Kasus ini menjadi sorotan publik setelah tangkapan layar dokumen yang disebut-sebut berkaitan dengan Rio Haryanto tersebar luas di berbagai platform media sosial.
Kronologi Dokumen Beredar di Medsos
Informasi yang beredar menyebut dokumen tersebut diunggah melalui akun pribadi dan kemudian viral. Warganet mempertanyakan keaslian serta legalitas penyebaran dokumen itu.
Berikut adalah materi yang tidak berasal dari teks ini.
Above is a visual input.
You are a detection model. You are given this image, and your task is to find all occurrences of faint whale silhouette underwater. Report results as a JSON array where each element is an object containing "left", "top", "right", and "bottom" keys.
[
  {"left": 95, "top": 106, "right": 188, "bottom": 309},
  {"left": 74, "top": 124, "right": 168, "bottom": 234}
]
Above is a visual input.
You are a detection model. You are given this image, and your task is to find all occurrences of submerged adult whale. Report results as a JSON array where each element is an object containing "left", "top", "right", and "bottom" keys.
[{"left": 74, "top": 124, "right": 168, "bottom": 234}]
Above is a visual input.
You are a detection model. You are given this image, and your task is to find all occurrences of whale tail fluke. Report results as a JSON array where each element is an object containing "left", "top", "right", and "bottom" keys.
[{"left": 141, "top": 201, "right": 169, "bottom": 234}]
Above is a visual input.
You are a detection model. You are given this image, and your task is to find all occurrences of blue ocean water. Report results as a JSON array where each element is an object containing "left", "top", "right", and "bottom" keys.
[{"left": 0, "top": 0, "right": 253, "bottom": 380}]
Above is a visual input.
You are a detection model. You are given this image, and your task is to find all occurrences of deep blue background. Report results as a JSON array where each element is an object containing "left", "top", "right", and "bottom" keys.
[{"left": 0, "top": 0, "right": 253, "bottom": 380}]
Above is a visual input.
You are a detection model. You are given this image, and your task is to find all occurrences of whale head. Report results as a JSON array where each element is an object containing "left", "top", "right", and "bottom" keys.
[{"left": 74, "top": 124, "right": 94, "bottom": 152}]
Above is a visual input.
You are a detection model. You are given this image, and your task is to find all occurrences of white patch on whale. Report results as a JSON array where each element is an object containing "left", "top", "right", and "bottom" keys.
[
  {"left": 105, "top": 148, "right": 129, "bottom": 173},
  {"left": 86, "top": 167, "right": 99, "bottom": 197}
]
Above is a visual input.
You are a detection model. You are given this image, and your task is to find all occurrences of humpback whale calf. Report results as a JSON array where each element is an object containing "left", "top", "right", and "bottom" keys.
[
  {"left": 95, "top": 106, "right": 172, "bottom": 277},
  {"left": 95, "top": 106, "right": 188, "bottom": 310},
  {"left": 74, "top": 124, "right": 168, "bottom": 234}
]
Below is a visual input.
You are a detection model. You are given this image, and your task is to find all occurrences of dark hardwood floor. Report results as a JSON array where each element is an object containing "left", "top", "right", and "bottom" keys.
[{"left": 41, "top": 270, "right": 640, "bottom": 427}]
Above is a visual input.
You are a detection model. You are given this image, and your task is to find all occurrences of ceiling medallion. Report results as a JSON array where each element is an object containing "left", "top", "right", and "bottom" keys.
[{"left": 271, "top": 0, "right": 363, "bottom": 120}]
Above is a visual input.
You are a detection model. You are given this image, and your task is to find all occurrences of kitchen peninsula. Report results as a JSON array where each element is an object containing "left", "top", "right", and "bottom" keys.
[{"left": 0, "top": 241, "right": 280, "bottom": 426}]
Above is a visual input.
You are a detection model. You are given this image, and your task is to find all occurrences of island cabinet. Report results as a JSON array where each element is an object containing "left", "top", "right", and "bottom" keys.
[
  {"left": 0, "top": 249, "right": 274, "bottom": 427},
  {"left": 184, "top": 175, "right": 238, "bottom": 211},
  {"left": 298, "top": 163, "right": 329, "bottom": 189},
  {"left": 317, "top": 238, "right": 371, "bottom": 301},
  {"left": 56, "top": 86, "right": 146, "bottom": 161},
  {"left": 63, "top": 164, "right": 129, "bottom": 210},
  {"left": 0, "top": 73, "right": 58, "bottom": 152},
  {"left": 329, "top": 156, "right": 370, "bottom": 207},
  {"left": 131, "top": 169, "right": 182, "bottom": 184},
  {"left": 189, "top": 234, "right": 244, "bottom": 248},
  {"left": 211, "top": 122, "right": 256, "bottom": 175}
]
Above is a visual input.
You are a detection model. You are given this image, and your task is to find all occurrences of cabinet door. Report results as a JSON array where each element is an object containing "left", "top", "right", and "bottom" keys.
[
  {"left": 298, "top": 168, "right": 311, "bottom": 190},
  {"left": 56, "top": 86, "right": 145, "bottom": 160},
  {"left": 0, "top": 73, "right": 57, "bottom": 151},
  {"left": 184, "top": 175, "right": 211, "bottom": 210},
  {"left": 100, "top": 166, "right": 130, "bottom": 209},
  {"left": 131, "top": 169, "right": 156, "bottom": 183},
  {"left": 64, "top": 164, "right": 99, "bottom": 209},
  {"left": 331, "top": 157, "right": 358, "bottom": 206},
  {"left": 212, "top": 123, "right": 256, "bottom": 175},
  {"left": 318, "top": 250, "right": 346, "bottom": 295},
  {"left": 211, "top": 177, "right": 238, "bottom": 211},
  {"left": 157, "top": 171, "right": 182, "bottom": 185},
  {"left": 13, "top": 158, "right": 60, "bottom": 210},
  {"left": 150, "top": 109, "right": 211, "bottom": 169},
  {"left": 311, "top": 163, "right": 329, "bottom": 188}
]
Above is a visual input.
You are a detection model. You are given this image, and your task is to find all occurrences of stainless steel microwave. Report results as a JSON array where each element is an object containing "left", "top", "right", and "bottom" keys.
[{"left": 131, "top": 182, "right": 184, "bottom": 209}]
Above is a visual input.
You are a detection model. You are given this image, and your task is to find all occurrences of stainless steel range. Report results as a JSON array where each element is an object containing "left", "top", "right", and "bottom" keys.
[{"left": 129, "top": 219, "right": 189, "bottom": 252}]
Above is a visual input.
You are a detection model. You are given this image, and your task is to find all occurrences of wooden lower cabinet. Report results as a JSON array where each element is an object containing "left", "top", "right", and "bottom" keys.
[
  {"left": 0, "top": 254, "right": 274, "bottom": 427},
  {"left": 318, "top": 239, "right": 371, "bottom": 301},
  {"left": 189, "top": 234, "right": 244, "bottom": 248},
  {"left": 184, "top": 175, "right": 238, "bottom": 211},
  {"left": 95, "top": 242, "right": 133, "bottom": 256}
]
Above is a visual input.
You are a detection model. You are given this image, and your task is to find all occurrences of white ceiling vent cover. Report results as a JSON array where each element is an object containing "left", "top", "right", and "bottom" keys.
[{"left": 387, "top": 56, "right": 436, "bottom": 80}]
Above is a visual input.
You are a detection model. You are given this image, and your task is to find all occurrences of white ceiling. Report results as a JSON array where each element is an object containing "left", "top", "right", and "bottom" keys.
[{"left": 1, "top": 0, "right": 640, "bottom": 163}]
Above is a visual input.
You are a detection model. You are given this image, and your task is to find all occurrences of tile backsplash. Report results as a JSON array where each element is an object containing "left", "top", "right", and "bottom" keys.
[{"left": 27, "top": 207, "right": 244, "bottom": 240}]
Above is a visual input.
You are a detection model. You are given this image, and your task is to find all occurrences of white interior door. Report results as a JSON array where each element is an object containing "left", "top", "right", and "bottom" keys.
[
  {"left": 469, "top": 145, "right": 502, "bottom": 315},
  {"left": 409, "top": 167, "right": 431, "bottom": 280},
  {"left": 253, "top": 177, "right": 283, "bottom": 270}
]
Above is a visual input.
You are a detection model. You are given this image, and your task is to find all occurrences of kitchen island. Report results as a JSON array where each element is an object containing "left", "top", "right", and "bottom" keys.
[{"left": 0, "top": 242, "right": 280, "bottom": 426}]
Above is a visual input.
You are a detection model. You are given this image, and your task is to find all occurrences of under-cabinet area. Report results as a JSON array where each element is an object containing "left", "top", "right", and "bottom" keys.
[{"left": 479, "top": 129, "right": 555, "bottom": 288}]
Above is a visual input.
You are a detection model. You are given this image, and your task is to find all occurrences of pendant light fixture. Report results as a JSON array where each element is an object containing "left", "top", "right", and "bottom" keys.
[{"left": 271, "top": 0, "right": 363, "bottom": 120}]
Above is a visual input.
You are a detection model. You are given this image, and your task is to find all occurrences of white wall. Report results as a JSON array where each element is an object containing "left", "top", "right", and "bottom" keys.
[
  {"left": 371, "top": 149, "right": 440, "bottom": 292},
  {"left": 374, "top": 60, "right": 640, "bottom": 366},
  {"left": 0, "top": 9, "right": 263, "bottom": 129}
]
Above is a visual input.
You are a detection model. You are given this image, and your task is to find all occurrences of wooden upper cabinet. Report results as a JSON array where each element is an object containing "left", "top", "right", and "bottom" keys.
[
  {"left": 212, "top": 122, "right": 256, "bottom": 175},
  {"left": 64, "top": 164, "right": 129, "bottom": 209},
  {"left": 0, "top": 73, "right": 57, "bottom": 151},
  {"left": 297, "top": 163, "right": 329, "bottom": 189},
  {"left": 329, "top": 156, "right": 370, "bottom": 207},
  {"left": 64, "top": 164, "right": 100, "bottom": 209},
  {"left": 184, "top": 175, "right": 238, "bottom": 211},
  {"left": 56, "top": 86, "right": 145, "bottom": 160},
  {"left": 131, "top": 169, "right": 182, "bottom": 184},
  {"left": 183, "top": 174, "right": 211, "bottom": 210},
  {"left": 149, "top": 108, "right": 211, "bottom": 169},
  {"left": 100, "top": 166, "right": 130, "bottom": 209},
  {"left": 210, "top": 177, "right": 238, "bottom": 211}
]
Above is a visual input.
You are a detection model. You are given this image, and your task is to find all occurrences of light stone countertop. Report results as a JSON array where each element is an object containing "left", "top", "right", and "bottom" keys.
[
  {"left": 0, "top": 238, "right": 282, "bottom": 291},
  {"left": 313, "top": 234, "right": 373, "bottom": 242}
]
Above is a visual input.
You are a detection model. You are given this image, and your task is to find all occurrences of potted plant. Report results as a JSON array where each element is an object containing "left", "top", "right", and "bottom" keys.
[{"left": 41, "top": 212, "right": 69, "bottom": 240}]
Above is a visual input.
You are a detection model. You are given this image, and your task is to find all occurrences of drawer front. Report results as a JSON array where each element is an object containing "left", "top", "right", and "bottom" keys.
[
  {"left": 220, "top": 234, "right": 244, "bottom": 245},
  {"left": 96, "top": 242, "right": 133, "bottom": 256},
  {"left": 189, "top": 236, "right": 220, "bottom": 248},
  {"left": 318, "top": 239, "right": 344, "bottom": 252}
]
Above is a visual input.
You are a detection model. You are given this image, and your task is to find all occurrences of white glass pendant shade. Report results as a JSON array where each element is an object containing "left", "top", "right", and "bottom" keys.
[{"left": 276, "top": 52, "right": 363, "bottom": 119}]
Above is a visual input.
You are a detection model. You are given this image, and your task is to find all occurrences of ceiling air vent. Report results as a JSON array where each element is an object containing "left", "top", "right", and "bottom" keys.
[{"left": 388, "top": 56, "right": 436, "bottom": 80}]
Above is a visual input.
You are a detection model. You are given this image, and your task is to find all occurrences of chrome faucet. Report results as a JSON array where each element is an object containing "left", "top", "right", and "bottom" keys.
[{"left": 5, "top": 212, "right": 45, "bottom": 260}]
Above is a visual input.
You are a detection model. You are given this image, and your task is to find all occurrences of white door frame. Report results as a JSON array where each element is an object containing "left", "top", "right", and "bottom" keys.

Setelah isu berkembang, Pemkot Solo langsung melakukan penelusuran internal. Dugaan sementara mengarah pada salah satu pegawai yang memiliki akses terhadap dokumen tersebut.
Pemkot Solo Lakukan Klarifikasi
Pihak Pemkot Solo menegaskan bahwa pemanggilan dilakukan untuk pendalaman dan klarifikasi. Pemerintah daerah menyatakan pentingnya menjaga kerahasiaan data serta etika penggunaan media sosial oleh aparatur sipil negara (ASN).
Jika terbukti melanggar aturan, pegawai yang bersangkutan dapat dikenai sanksi sesuai ketentuan yang berlaku.
Pentingnya Etika Bermedia Sosial bagi ASN
Kasus ini menjadi pengingat bahwa ASN memiliki tanggung jawab besar dalam menjaga informasi resmi. Penyebaran dokumen tanpa izin berpotensi melanggar aturan administrasi maupun hukum.
Pemkot Solo juga mengimbau seluruh pegawai agar lebih bijak dalam menggunakan media sosial. Informasi internal tidak boleh disebarkan tanpa prosedur yang jelas.
Respons Publik
Publik menaruh perhatian terhadap kasus ini karena menyangkut nama figur publik sekaligus tata kelola pemerintahan. Banyak warganet meminta transparansi dan penjelasan resmi dari pihak terkait.
Hingga kini, proses klarifikasi masih berlangsung. Pemkot Solo menyatakan akan menyampaikan hasilnya setelah pemeriksaan selesai dilakukan.